Als Cerebralparese (CP) werden Symptome bezeichnet, die auf eine Hirnfehlbildung oder -schädigung zurückzuführen sind. Die häufigste Ursache ist ein Sauerstoffmangel des Kindes vor, bei oder nach der Geburt. Laut Schätzungen leben in der Schweiz rund 3000 Kinder und Jugendliche sowie 12 000 Erwachsene mit einer CP. Sie sind in ihren motorischen Fähigkeiten teilweise stark eingeschränkt. Da auch andere Hirnareale geschädigt sein können, haben viele Betroffenen weitere gesundheitliche Probleme. Dazu zählen Epilepsie, Schmerzen und Schwierigkeiten beim Essen, Sprechen oder Lernen. Eine CP kann nicht geheilt werden. Mit verschiedenen Therapien lassen sich die Symptome aber lindern sowie Verbesserungen erreichen.
Erste Erkenntnisse aus dem Projekt «Parti-CP»
Was freut, kann auch belasten
Geschwister von Kindern mit Cerebralparese erleben ihren Alltag oft ambivalent. Sie sind sehr aktiv und involviert, müssen sich dabei allerdings häufig an die familiären Bedingungen anpassen. Dies zeigen erste Ergebnisse des Projekts «Parti-CP».

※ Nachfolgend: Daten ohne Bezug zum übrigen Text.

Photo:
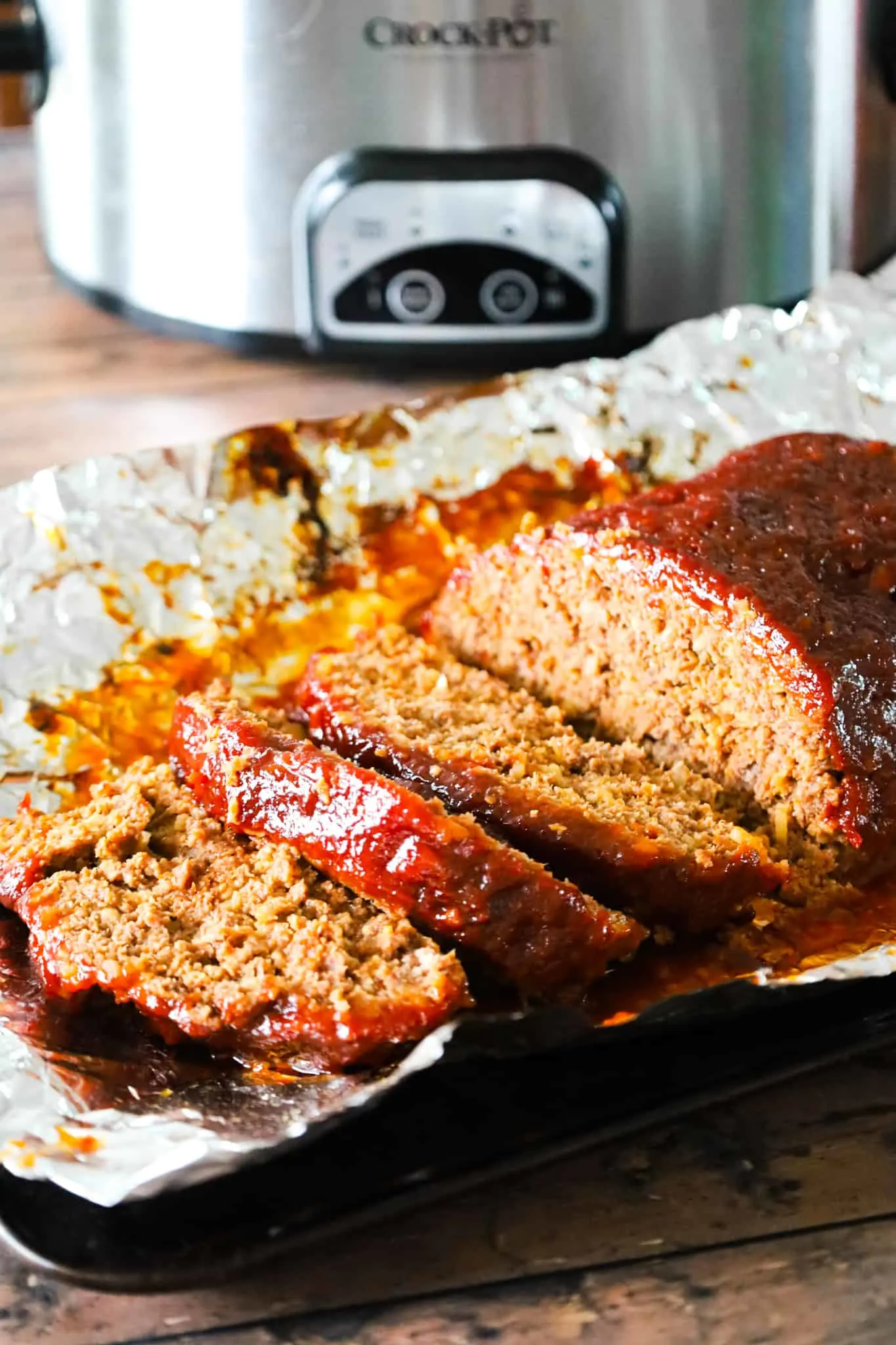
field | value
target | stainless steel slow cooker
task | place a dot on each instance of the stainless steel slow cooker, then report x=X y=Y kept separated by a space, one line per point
x=390 y=177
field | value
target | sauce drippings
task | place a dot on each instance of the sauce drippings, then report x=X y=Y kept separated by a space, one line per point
x=400 y=563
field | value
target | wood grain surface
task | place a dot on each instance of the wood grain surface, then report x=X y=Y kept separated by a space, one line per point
x=77 y=382
x=773 y=1220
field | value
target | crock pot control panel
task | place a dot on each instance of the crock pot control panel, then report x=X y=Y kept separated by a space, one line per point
x=488 y=246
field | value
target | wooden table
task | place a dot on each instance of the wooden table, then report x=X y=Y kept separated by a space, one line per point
x=773 y=1220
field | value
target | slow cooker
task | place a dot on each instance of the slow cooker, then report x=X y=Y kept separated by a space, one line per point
x=372 y=178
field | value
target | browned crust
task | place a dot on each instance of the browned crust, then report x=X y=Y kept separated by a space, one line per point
x=625 y=864
x=403 y=852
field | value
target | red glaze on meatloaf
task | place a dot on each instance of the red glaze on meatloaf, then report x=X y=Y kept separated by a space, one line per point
x=644 y=837
x=743 y=622
x=399 y=850
x=236 y=942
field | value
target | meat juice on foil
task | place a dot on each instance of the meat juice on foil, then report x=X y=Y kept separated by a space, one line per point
x=125 y=581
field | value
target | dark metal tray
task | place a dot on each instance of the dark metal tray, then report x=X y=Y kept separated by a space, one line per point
x=448 y=1129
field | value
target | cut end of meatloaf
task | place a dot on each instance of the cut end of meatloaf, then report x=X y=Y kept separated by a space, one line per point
x=222 y=938
x=405 y=852
x=742 y=622
x=629 y=831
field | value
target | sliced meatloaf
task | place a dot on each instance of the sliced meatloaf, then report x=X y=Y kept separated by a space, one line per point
x=601 y=814
x=743 y=622
x=237 y=942
x=398 y=849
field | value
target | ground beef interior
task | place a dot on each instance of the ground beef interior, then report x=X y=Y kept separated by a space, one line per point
x=742 y=622
x=218 y=937
x=446 y=873
x=631 y=833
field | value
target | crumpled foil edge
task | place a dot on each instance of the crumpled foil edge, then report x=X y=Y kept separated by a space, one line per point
x=671 y=409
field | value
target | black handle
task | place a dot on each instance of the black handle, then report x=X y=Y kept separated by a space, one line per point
x=22 y=45
x=883 y=38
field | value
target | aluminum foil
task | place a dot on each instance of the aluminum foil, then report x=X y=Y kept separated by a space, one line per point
x=186 y=556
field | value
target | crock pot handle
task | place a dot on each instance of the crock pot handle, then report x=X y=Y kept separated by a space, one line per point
x=22 y=45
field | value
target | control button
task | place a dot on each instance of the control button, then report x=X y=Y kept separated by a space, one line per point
x=366 y=228
x=508 y=296
x=416 y=296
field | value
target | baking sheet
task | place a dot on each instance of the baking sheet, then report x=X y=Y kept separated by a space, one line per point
x=109 y=558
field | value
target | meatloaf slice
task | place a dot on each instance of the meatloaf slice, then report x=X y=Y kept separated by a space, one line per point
x=398 y=849
x=743 y=622
x=645 y=837
x=217 y=937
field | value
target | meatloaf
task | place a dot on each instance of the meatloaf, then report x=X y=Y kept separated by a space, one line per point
x=601 y=814
x=237 y=942
x=398 y=849
x=743 y=622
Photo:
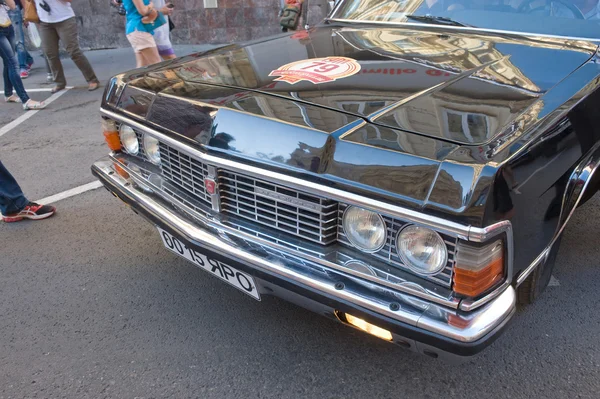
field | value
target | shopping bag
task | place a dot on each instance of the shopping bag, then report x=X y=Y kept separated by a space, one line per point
x=30 y=14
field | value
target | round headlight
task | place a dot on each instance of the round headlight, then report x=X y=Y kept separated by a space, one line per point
x=365 y=229
x=422 y=250
x=129 y=140
x=152 y=149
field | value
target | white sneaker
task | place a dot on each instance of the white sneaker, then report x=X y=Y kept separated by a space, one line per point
x=32 y=104
x=12 y=99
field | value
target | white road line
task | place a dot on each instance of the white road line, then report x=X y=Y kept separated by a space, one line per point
x=37 y=90
x=70 y=193
x=28 y=114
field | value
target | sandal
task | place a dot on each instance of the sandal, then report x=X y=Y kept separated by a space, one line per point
x=33 y=105
x=12 y=99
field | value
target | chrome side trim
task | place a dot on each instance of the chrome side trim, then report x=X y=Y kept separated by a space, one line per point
x=580 y=178
x=466 y=28
x=453 y=229
x=453 y=324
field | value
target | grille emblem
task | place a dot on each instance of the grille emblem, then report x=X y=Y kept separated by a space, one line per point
x=210 y=185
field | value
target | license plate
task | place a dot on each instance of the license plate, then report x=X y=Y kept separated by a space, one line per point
x=240 y=280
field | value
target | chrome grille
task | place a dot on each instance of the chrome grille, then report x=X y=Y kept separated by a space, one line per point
x=185 y=172
x=307 y=216
x=389 y=253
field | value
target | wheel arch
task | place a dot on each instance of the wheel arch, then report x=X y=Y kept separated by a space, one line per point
x=583 y=182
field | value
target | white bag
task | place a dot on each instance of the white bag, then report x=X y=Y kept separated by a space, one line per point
x=34 y=36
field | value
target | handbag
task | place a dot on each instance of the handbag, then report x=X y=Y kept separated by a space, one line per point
x=159 y=21
x=30 y=12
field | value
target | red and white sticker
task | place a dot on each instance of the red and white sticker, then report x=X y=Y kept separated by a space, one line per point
x=317 y=70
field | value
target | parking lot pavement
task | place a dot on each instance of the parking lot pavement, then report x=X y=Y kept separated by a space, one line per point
x=92 y=306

Familie: Es ist weniger Spontanität möglich und gesundheitliche Probleme können Pläne auch kurzfristig durchkreuzen. In einem solchen Umfeld lernen Geschwisterkinder früh, sich allein zu beschäftigen und zu warten. Sie spüren die hohe Belastung ihrer Eltern und helfen deshalb häufig im Haushalt oder bei der Betreuung mit. Selbst müssen Geschwisterkinder immer wieder auf ihre Eltern verzichten und sind regelmässig mit anderen Bezugspersonen unterwegs.

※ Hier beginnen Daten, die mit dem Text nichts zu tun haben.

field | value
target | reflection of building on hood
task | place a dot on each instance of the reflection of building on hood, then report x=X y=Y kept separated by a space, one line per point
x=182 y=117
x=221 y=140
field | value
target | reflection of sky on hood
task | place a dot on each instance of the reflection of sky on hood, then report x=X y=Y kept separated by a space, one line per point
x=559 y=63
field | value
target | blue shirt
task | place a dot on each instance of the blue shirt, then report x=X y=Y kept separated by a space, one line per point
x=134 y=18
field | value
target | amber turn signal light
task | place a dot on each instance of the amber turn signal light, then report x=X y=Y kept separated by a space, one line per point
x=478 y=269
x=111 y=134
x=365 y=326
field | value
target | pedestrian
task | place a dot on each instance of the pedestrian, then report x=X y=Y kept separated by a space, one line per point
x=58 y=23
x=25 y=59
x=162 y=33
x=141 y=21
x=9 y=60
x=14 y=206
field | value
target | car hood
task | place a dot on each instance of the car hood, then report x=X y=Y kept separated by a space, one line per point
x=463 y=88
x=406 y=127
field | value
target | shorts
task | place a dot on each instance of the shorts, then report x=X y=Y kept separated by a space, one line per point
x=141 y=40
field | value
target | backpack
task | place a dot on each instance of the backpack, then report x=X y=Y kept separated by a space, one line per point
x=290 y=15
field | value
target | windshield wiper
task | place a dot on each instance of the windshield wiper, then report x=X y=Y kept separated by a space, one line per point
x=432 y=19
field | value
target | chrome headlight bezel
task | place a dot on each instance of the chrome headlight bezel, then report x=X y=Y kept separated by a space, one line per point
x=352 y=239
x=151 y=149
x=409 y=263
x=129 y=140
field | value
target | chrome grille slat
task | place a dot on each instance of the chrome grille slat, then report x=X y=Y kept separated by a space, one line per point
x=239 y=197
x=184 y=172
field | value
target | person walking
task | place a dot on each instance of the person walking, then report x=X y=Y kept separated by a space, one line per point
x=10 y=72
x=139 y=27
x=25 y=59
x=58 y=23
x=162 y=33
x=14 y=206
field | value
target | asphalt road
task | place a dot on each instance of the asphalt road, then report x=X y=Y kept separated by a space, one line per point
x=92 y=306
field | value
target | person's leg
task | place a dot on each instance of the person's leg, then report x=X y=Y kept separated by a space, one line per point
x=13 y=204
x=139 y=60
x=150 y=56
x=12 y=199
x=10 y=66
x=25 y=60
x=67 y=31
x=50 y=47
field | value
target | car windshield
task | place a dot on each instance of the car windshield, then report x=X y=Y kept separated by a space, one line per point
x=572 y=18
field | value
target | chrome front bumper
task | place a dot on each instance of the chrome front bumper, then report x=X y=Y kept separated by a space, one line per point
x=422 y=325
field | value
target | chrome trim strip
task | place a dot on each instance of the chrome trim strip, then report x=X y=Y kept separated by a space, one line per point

Schule: Geschwister von Kindern mit einer Beeinträchtigung oder einer chronischen Erkrankung haben tendenziell weniger Zeit für Hausaufgaben und fehlen zuweilen im Unterricht. Sorgen und die Verantwortung zu Hause können dazu führen, dass sie Lernschwierigkeiten entwickeln. Die Schule kann zum einen Stabilität bieten, aber auch eine zusätzliche Herausforderung darstellen. Einige Geschwister erleben Mobbing oder zeigen auffälliges Verhalten.
Freunde: Geschwister haben im Durchschnitt weniger soziale Kontakte und verabreden sich seltener als Gleichaltrige. Und sie erleben Freundschaften ambivalent: Sie geniessen das Zusammensein, ziehen sich zuweilen aber auch zurück – aus Angst vor Stigmatisierung oder negativen Reaktionen. Einige wählen Freund:innen gezielt danach aus, wie sich diese gegenüber ihrem Bruder oder ihrer Schwester mit Beeinträchtigung verhalten. Moderne Kommunikationsmittel können ihnen helfen, Kontakte zu pflegen, wenn Treffen gerade nicht möglich sind.